One of our longtime favorites: PT Telekomunikasi Indonesia, or Telkom Indonesia (NYSE: TLK).
At 237.6 million people, Indonesia has the fourth-largest population in the world. Indonesia is a global growth leader and should remain so throughout 2012, because of its political stability, high consumer base and a thriving economy driven by manufacturing, construction and tourism.
According to the iGR consultancy, the total number of global mobile subscribers in this country will reach approximately 7 billion by 2015, with Asia accounting for 65 percent of the total, representing the biggest region among world mobile markets. It’s the perfect environment for a well-positioned company such as Telkom Indonesia.
The telecom industry in Indonesia historically was a duopoly dominated by Telkom Indonesia and Indosat (NYSE: IIT), with Telkom Indonesia controlling the domestic market and Indosat international calling.
Around the turn of this century, telecom deregulation in this sprawling archipelago nation sparked a period of high growth. Every year between 2005-2010, mobile cellular telephone subscriptions increased by 36 percent and fixed lines grew by 18 percent. Last year, cellular subscribers reached the 250 million mark.
Telkom Indonesia’s subsidiary Telkomsel is the market leader in cellular, with more than 104 million customers. Together with Indosat and XL Axiata, it controls 70 percent of the industry. More than 90 percent of Indonesian cellular subscribers are prepaid customers. Indonesia still doesn’t have number portability, which makes “free minutes” and other marketing offers major ways for telecoms to retain customers.
According to the Indonesia Cellular Telecommunications Association (ATSI), the average revenue per user for 2011 was IDR20,000 (USD2.18), bringing total industry revenue to USD6.5 billion. Estimated revenue from the industry’s fixed-line segment reached USD1.1 billion.
Fixed line penetration in Indonesia had been low for years but started reviving in 2007. Since then, it has been growing by about 20 percent. Telkom Indonesia still enjoys a near monopoly in the fixed line segment, because of its extensive coverage across the country.

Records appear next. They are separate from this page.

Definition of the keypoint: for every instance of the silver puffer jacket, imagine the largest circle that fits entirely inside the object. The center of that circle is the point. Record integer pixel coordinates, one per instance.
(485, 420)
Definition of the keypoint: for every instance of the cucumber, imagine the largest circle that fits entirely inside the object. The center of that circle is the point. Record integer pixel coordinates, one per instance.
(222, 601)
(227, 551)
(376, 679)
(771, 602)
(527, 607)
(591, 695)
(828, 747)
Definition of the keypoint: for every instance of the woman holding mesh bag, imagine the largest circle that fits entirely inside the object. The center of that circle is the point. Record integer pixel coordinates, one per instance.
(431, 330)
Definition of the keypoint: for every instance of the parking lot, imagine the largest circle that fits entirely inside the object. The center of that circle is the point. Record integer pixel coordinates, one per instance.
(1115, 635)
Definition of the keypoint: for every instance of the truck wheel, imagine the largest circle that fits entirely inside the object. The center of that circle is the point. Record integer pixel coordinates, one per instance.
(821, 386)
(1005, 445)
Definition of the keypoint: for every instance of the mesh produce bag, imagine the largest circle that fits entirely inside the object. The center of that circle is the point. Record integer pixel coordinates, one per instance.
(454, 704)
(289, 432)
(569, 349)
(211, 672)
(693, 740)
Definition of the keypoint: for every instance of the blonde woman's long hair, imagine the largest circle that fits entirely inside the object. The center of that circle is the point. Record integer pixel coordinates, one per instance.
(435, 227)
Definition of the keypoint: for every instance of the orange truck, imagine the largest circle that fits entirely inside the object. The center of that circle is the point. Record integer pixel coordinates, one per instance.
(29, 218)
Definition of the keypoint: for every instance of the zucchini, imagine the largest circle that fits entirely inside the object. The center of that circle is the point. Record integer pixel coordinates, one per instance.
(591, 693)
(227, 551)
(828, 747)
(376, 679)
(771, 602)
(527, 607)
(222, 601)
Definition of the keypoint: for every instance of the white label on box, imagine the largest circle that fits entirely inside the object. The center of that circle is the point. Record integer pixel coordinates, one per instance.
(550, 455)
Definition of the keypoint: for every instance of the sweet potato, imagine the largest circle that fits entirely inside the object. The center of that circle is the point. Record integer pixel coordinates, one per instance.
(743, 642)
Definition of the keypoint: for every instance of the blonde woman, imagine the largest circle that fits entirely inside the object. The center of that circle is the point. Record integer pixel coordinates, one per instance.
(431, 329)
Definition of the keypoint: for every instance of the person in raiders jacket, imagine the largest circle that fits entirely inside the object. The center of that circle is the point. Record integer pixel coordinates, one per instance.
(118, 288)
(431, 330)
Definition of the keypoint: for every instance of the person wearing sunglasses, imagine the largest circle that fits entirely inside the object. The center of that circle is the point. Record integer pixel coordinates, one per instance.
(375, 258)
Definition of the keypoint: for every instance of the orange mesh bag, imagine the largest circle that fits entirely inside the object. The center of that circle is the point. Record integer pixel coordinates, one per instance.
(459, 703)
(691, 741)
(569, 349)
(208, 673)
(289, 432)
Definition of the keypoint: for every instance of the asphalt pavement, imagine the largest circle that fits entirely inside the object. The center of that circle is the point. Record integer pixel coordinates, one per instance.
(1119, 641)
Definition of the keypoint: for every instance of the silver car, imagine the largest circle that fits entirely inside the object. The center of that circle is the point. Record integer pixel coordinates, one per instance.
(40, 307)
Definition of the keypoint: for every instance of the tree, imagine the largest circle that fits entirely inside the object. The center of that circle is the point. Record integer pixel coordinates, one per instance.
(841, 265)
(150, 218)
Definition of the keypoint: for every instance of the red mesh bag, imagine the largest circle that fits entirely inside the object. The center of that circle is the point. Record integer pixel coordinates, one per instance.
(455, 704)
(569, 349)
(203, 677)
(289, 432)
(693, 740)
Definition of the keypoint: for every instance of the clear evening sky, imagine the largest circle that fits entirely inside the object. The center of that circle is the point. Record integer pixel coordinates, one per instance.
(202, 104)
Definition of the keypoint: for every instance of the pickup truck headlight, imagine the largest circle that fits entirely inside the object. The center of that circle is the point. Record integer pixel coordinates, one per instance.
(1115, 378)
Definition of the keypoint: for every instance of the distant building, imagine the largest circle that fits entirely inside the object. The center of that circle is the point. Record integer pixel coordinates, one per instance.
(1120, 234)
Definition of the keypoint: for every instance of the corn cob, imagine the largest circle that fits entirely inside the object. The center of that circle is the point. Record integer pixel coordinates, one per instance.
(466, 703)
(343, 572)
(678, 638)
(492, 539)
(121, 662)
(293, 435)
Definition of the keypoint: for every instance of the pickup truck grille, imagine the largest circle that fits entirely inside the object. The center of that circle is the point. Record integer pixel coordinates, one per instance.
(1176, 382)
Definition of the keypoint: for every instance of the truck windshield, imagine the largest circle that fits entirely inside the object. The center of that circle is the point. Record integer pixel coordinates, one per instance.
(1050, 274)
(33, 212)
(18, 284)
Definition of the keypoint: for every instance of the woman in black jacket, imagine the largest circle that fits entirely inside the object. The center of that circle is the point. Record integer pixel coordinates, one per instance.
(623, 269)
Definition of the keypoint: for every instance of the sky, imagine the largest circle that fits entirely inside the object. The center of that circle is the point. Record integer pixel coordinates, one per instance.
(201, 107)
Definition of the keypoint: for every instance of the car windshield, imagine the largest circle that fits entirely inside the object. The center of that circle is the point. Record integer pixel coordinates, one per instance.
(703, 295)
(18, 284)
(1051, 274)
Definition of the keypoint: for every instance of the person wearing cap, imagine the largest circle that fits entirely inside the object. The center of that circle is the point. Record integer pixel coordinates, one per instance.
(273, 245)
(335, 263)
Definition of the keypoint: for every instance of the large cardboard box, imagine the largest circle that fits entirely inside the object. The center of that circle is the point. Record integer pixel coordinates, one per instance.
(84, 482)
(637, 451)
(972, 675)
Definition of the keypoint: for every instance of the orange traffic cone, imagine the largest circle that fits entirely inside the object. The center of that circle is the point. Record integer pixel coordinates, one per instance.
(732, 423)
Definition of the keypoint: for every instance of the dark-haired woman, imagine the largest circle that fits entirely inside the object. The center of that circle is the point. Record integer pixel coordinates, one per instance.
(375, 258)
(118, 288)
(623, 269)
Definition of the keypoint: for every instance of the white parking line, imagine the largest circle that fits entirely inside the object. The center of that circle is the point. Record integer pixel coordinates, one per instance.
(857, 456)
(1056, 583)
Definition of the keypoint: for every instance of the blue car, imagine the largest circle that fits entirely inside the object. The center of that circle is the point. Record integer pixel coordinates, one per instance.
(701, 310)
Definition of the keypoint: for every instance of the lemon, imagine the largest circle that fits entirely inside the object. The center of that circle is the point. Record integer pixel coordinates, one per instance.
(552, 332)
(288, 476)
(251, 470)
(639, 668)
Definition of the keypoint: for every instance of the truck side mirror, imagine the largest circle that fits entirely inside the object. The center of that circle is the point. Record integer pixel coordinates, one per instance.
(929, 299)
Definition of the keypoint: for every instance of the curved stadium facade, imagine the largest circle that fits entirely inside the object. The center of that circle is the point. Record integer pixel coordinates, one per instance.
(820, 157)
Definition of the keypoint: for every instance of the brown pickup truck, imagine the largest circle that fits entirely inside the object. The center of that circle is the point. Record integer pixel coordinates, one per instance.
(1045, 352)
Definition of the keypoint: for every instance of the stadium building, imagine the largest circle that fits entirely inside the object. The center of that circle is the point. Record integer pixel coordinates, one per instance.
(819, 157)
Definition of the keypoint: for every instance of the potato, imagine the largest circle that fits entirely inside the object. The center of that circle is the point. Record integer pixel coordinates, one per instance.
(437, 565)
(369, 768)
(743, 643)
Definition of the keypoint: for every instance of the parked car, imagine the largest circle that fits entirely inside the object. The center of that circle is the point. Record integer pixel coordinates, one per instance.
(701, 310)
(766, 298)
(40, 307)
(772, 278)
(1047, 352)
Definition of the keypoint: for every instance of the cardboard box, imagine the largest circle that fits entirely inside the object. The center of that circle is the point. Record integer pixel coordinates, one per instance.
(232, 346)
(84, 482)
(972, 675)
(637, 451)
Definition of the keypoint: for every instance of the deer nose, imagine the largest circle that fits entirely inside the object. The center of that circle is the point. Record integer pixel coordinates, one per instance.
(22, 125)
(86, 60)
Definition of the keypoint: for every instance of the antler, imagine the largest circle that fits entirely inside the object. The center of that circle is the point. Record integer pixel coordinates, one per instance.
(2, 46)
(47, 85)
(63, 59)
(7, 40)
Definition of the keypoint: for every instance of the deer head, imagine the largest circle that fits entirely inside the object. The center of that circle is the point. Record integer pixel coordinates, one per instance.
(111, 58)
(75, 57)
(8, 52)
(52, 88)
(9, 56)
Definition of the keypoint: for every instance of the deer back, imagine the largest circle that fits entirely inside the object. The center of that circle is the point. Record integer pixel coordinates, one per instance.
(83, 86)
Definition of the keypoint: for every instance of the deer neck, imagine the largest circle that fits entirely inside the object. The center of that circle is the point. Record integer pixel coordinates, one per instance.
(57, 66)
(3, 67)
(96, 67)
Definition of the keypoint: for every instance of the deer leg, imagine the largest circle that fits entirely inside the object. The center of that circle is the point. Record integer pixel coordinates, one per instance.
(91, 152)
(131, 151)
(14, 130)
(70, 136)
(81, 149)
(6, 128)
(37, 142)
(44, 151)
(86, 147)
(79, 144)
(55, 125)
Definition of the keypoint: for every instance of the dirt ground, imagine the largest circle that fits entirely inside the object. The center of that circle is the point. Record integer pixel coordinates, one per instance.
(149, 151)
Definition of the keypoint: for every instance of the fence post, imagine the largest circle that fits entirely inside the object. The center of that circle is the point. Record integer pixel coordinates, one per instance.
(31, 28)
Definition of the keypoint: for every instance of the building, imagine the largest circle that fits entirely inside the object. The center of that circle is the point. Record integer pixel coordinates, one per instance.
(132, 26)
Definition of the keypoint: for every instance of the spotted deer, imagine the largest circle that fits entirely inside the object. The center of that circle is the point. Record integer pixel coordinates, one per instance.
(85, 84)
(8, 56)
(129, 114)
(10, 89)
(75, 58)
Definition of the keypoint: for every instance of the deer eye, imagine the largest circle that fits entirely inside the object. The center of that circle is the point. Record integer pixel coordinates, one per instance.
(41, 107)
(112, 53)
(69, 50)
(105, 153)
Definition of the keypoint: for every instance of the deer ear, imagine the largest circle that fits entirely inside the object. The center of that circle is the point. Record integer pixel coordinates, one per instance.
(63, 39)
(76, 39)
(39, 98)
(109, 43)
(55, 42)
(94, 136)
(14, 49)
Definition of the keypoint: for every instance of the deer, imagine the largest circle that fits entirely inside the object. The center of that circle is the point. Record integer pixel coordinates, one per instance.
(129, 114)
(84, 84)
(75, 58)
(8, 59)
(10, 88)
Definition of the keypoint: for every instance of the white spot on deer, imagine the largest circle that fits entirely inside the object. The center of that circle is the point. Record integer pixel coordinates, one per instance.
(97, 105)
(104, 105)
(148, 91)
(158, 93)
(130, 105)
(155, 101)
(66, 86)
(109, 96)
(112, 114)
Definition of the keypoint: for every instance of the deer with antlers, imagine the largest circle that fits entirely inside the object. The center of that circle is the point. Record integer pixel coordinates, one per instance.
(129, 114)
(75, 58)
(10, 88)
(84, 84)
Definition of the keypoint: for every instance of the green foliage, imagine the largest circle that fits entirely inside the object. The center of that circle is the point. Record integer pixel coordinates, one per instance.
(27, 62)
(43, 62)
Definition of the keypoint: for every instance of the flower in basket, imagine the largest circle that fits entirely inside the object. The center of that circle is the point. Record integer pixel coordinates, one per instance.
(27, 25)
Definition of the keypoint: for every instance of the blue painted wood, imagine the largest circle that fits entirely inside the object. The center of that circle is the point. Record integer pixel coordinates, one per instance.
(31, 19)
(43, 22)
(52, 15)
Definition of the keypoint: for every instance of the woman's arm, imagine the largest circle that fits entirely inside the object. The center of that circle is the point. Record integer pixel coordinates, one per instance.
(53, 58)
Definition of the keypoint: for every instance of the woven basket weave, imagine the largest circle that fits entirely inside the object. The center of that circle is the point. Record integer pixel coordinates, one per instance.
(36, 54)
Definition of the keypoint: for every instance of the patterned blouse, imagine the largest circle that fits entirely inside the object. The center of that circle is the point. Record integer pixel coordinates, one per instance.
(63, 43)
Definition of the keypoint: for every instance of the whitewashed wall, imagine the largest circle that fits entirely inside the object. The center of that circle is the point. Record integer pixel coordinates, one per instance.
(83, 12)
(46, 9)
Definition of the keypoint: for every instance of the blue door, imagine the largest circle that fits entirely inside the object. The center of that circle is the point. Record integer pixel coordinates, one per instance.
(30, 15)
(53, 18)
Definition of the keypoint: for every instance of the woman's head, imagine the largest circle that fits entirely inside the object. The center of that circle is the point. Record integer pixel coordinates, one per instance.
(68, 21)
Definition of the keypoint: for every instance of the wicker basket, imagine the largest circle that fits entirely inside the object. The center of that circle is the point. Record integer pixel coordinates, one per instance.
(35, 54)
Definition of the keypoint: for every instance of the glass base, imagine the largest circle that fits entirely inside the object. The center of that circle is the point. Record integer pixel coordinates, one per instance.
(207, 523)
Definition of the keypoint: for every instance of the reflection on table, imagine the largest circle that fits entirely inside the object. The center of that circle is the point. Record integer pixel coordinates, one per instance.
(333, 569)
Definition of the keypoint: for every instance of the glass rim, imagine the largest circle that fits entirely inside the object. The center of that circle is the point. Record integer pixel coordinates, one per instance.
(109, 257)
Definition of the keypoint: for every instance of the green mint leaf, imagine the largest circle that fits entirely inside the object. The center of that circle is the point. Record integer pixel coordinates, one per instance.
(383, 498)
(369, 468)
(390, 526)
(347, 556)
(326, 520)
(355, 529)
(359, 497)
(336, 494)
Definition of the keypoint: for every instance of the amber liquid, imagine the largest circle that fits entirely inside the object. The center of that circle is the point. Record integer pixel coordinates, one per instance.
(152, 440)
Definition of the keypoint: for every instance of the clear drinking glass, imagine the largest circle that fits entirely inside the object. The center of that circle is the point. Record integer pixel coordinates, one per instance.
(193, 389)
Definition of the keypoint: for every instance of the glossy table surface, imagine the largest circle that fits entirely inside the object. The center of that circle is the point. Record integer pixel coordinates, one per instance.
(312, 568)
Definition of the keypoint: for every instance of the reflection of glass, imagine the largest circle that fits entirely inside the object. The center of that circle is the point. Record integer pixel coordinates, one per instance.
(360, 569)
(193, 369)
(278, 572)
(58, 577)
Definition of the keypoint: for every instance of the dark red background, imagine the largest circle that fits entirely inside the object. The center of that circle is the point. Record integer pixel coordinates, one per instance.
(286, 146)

The expansion of fixed lines has boosted broadband services growth; it now stands at around 1 per 100 people. Although a low per capita number by developed country standards, it represents a growth rate of more than 30 percent per year. Indonesia is now home to more than 50 million Internet users and the world’s third-largest market for Facebook.
Telkom Indonesia in March reported that fourth-quarter net profit rose 2.3 percent. Revenue in 2011 was up nearly 4 percent, as the company added 13 million cell subscribers to surpass 104 million. New subscribers are the main source of the company’s revenue growth.
About 60 percent of Telkom Indonesia’s capital expenditures last year went to Telkomsel. The parent company will maintain the same level of commitment this year, with about USD1 billion slated for investment in its cell unit, mainly for 3G data and network infrastructure.
On the operating side, Telkom Indonesia has been cutting costs by forcing the early retirement of employees, bringing the total workforce below 20,000 from above 25,000 in 2007. This trend will enhance margins and mitigate the company’s perennial problem of wage inflation.
Management also is proposing an increase in the stock’s dividend payout ratio from 50 percent to 65 percent for 2011, and a steady increase from 2012 onward. The company’s solid cash flows and low debt levels will help the company’s case when regulators review the proposal. The government still owns close to 53 percent of Telkom Indonesia and has a say in major management decisions.